What is your educational background?

I have a Ph.D. in Education from the University of Pittsburgh, M.Ed. in Reading and Bilingual Education from Texas Woman’s University and a B.A. in English Writing and Communications from the University of Pittsburgh.

What or who inspired you to become an educator?

As my former and current students know, I started my career working in Professional Soccer, first in Pittsburgh then in Dallas, Texas. I tell this story in one of our first classes that I teach in the CASE Teacher Preparation program at the University of Pittsburgh because it is much of my identity! I spent about 15 years working in soccer in various areas. I began at Pitt, working for the men’s soccer team and writing for the Pitt News. At that point, my goal was to become one of the very few women sports writers at that time. Once I graduated and began to work for the Pittsburgh Spirit, I realized that I enjoyed working for teams much more than newspapers. I left Pittsburgh in 1985 and began working as the Director of Sales and Operations for the Dallas Sidekicks. I truly loved this work and learned a wealth of knowledge of how to work with people and promote something that is important to you.

However, it began to not be as fulfilling as it once was. I heard that there was a great need for teachers in the DFW area so investigated becoming an alternative certification teacher. I am happy that I decided against that and went back to work on my M.Ed at Texas Woman’s University. I had such a great appreciation for my professors and for learning at the age of thirty!! I originally began my undergraduate years in 1976 planning to become a teacher. I found my way back to that path after a wonderful learning experience in my first career!!

What is your current role? What other roles have you had in the sphere of education?

I am currently an Associate Professor of Practice in the School of Education at the University of Pittsburgh. After 15 years as a bilingual elementary level educator in Dallas I moved back to my hometown of Pittsburgh. I found myself back in school for the third time working on my Ph.D. I started the year before as a part-time instructor and student teacher supervisor and loved working with college level students. I believed that I could have an impact on teacher certification students and support their learning before beginning their careers.

Along the way, I’ve been involved in Texas and in Pennsylvania in Professional Development of in-service teachers and also worked as a consultant for Head Start, working primarily with Spanish speakers in preschool.

Why are you still in the field of education?

I believe that a highly effective teacher should be able to teach all ages. In one summer, I went from teaching kindergarten students to teaching college level at Pitt. After a year I said to this first cohort, “I really didn’t think that I would be able to have the same sorts of relationships and love for teaching in college that I had experienced in elementary school, and I realize that it is the same!” I always want to model best practices of teaching for all of my students.
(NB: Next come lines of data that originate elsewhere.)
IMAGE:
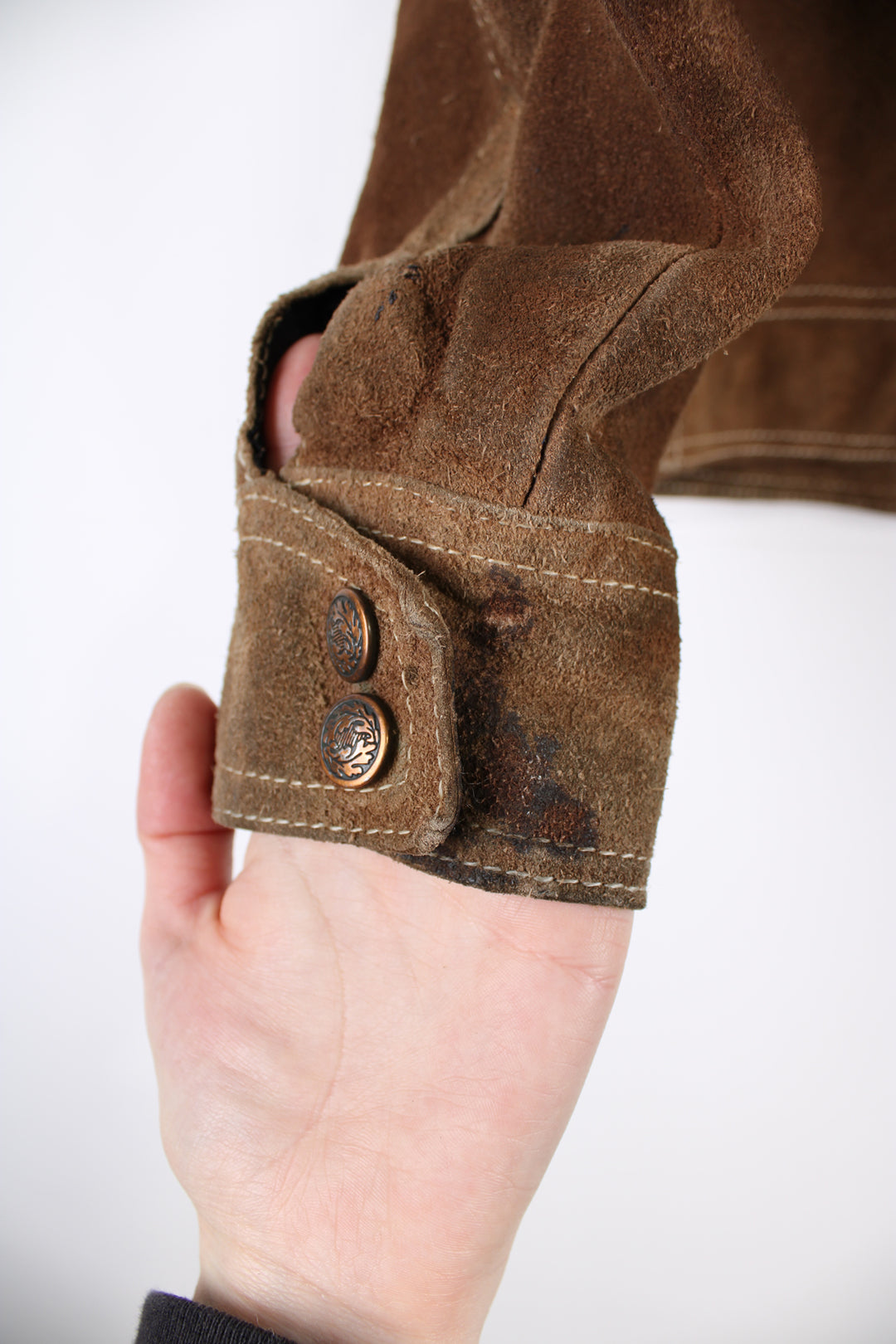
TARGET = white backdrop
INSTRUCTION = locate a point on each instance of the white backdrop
(730, 1175)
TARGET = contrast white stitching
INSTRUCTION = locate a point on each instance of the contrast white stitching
(696, 449)
(308, 825)
(430, 499)
(559, 845)
(512, 565)
(789, 436)
(850, 314)
(843, 292)
(436, 710)
(535, 877)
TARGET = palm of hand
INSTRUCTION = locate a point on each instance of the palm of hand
(363, 1074)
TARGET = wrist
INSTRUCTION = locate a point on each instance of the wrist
(320, 1309)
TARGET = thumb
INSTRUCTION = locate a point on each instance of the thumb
(187, 855)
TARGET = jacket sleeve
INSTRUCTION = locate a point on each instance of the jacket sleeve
(570, 206)
(175, 1320)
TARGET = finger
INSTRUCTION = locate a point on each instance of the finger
(187, 854)
(281, 436)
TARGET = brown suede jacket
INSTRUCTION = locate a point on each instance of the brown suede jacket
(585, 266)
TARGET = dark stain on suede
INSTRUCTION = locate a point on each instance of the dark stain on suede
(508, 771)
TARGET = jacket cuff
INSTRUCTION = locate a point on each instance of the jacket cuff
(175, 1320)
(525, 671)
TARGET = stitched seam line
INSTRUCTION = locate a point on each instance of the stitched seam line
(748, 449)
(786, 436)
(430, 499)
(514, 565)
(558, 845)
(448, 550)
(850, 314)
(841, 292)
(309, 825)
(535, 877)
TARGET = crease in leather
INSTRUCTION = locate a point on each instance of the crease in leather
(528, 290)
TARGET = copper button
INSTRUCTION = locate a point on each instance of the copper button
(353, 635)
(355, 741)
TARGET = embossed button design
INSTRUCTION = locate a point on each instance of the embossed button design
(353, 635)
(355, 741)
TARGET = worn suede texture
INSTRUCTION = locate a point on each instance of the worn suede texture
(533, 283)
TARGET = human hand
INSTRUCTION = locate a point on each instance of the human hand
(363, 1070)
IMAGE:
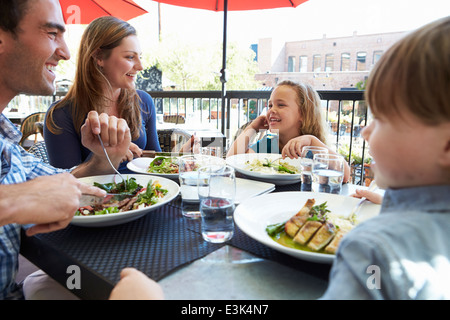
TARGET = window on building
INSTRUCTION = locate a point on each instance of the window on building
(361, 61)
(376, 56)
(316, 63)
(291, 64)
(345, 62)
(329, 62)
(303, 64)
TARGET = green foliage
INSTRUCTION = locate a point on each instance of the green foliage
(197, 66)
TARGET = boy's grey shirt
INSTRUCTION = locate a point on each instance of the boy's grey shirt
(404, 253)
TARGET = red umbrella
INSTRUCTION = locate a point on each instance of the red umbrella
(233, 5)
(84, 11)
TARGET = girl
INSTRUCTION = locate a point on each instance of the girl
(295, 114)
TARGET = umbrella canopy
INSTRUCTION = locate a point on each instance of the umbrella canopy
(84, 11)
(232, 5)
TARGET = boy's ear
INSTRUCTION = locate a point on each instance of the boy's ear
(444, 159)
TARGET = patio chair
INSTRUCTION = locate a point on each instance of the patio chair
(29, 126)
(170, 139)
(40, 151)
(257, 137)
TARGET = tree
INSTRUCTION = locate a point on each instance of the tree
(196, 66)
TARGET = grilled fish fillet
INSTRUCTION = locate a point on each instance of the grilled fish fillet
(322, 237)
(296, 222)
(332, 247)
(307, 231)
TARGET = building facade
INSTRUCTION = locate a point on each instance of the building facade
(326, 64)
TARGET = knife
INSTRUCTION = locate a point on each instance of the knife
(91, 200)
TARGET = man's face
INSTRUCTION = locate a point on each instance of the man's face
(28, 61)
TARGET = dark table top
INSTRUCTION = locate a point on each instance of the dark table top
(158, 244)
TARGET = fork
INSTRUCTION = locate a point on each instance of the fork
(107, 157)
(352, 217)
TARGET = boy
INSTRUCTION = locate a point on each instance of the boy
(404, 253)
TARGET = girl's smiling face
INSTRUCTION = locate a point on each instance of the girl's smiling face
(123, 64)
(284, 113)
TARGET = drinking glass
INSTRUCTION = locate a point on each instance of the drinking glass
(328, 172)
(306, 163)
(188, 176)
(216, 191)
(214, 151)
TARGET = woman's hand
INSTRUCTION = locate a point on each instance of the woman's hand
(133, 152)
(116, 138)
(369, 195)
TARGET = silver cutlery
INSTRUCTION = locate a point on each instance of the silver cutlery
(107, 157)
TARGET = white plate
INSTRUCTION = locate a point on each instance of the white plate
(246, 189)
(127, 216)
(255, 214)
(240, 163)
(140, 165)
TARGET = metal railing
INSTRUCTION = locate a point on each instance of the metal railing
(345, 110)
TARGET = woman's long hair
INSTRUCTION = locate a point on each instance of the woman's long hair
(87, 92)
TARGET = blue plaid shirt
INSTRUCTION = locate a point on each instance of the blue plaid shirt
(17, 166)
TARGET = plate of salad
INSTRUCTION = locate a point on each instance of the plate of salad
(134, 198)
(164, 166)
(267, 167)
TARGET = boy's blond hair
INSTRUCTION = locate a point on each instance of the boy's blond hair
(414, 75)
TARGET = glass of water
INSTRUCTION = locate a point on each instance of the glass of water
(306, 163)
(216, 191)
(188, 176)
(328, 172)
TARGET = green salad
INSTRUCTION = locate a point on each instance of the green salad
(128, 195)
(168, 165)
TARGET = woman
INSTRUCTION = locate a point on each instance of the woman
(108, 62)
(295, 115)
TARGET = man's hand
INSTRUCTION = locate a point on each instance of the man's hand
(48, 202)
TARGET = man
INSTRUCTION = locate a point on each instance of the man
(31, 192)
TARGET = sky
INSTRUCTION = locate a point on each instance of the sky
(310, 20)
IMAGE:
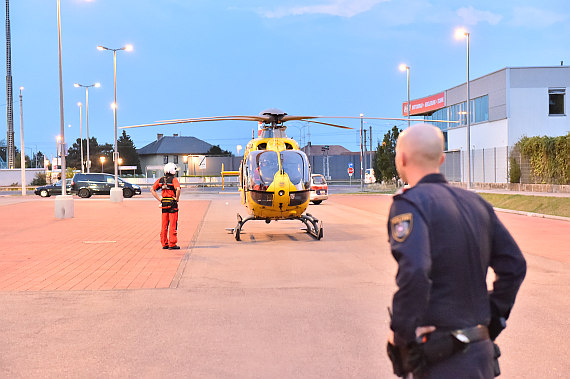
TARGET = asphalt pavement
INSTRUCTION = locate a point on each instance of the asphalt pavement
(96, 296)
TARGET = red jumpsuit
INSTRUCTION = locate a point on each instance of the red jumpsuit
(169, 229)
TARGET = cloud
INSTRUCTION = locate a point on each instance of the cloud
(341, 8)
(472, 16)
(536, 18)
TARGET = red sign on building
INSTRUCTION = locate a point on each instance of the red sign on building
(425, 105)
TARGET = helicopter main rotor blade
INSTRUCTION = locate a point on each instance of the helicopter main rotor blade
(326, 123)
(211, 118)
(202, 119)
(386, 118)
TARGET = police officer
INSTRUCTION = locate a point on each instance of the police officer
(444, 238)
(170, 188)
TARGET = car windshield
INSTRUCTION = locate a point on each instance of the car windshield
(295, 165)
(262, 167)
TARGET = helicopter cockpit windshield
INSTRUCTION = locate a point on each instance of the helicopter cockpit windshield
(295, 165)
(273, 133)
(262, 167)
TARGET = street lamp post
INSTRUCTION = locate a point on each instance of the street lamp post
(407, 68)
(460, 33)
(116, 192)
(361, 152)
(64, 203)
(23, 151)
(81, 134)
(96, 85)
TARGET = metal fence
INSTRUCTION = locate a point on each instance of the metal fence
(490, 165)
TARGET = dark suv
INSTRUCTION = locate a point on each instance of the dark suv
(85, 185)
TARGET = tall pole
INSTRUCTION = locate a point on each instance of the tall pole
(88, 163)
(116, 193)
(116, 154)
(81, 135)
(10, 152)
(22, 152)
(361, 152)
(61, 122)
(370, 136)
(403, 67)
(96, 85)
(468, 120)
(408, 80)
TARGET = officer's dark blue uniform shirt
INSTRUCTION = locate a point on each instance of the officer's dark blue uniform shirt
(444, 238)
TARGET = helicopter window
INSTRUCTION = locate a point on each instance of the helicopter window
(296, 166)
(270, 132)
(262, 167)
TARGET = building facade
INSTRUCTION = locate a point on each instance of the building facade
(504, 106)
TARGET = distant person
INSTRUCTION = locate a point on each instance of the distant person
(170, 188)
(444, 238)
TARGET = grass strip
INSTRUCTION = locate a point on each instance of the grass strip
(555, 206)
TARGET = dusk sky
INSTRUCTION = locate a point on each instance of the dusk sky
(306, 57)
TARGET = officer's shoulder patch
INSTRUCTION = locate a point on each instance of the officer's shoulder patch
(401, 226)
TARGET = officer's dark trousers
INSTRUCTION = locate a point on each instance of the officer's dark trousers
(476, 362)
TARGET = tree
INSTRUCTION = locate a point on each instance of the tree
(128, 151)
(384, 161)
(217, 150)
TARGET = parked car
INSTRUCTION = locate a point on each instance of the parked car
(52, 189)
(319, 189)
(86, 185)
(369, 176)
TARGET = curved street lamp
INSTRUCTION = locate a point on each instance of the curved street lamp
(116, 192)
(459, 34)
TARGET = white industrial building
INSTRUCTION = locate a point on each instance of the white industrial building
(505, 105)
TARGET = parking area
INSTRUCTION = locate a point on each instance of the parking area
(105, 246)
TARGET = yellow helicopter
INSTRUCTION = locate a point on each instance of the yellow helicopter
(274, 174)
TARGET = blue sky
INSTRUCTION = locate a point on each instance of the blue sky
(212, 58)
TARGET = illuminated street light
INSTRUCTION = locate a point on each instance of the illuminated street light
(460, 34)
(116, 192)
(406, 68)
(96, 85)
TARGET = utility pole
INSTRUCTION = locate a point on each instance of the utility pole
(10, 152)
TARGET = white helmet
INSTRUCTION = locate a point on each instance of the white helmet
(170, 168)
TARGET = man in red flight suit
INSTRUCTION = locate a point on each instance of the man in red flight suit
(170, 188)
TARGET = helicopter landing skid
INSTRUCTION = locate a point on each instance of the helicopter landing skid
(313, 226)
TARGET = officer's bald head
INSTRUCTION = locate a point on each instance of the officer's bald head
(419, 149)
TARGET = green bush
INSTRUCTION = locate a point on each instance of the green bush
(548, 157)
(39, 179)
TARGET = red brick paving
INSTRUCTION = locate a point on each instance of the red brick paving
(105, 246)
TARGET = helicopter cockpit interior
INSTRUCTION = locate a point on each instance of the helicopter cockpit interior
(263, 165)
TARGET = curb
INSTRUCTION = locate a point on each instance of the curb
(531, 214)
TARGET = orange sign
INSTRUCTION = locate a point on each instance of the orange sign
(425, 105)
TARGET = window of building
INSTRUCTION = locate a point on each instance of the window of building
(556, 101)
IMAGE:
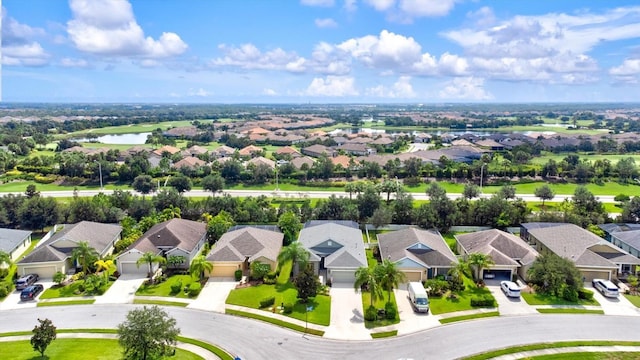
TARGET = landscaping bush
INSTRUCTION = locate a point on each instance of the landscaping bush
(390, 310)
(266, 302)
(371, 314)
(194, 289)
(482, 301)
(585, 294)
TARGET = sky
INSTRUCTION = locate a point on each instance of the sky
(320, 51)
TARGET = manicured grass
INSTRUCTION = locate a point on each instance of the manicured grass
(384, 334)
(570, 311)
(469, 317)
(275, 322)
(71, 349)
(287, 293)
(164, 288)
(540, 299)
(64, 303)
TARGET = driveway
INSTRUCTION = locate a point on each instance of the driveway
(12, 301)
(507, 305)
(213, 295)
(347, 317)
(411, 321)
(122, 291)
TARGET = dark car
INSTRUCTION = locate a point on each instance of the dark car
(31, 292)
(26, 280)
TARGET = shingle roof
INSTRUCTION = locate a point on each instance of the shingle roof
(425, 247)
(247, 242)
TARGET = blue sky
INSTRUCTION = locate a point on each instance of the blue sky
(320, 51)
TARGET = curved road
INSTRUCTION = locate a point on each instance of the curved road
(250, 339)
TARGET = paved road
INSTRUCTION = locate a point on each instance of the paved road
(250, 339)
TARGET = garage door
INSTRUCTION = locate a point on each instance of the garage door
(343, 276)
(225, 270)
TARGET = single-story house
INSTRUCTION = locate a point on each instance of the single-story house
(237, 249)
(175, 237)
(593, 256)
(419, 254)
(336, 249)
(14, 242)
(53, 254)
(510, 254)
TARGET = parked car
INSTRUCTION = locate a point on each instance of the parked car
(510, 289)
(26, 280)
(606, 287)
(30, 292)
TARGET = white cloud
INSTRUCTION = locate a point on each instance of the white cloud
(326, 23)
(467, 88)
(332, 86)
(108, 27)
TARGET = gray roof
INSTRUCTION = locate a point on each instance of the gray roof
(11, 239)
(99, 236)
(340, 245)
(426, 247)
(504, 248)
(247, 242)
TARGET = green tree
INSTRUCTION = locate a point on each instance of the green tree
(148, 333)
(199, 265)
(84, 255)
(150, 259)
(43, 335)
(290, 225)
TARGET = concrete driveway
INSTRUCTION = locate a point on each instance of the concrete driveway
(507, 305)
(347, 317)
(12, 301)
(123, 290)
(411, 321)
(214, 295)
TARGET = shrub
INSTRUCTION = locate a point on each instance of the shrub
(266, 302)
(176, 286)
(194, 289)
(390, 310)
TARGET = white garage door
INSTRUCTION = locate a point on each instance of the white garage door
(343, 276)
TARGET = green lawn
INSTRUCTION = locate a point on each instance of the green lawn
(540, 299)
(72, 349)
(251, 297)
(164, 288)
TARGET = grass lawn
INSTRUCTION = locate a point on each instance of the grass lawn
(72, 349)
(287, 293)
(71, 290)
(164, 288)
(539, 299)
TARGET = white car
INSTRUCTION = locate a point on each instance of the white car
(510, 289)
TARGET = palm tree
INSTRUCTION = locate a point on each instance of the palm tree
(477, 262)
(389, 276)
(84, 254)
(150, 258)
(296, 253)
(367, 276)
(199, 265)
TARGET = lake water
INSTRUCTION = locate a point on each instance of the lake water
(126, 139)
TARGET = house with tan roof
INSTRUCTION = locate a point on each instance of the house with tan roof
(175, 237)
(237, 249)
(510, 254)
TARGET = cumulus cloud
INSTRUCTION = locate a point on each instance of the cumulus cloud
(332, 86)
(109, 27)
By that I mean best practices in building relationships, making connections, and treating each student as a unique individual who you truly care for and want to support.

Many children in PK-12 schools are marginalized and this doesn’t stop in college.

Also, my entire life has been focused on treating every single person with respect and dignity, caring for each and understanding their needs. This means being present for each person. This has transferred over to my focus of teaching at Pitt which centers around social justice and equity. More than anything, I want to impact my students by teaching them about the structures and systems of the education in the U.S. and how it has not served many black and brown children for hundreds of years. We have important conversations in each class of how to address these truths head on, discuss them and understand how each of us can make a better world for children with our teaching.

What injustices or inequalities do you see within the walls of your own school? What changes can you make to shift the field towards equity and justice?

As I mentioned above the area of equity and justice is at the forefront of what I teach and the mission and vision of the School of Education at the University of Pittsburgh. I’ve seen injustices in my own education. As a white woman, I’ve not experienced direct racism based on my own race, however I’ve been aware of injustices that have happened to some of my black and brown friends.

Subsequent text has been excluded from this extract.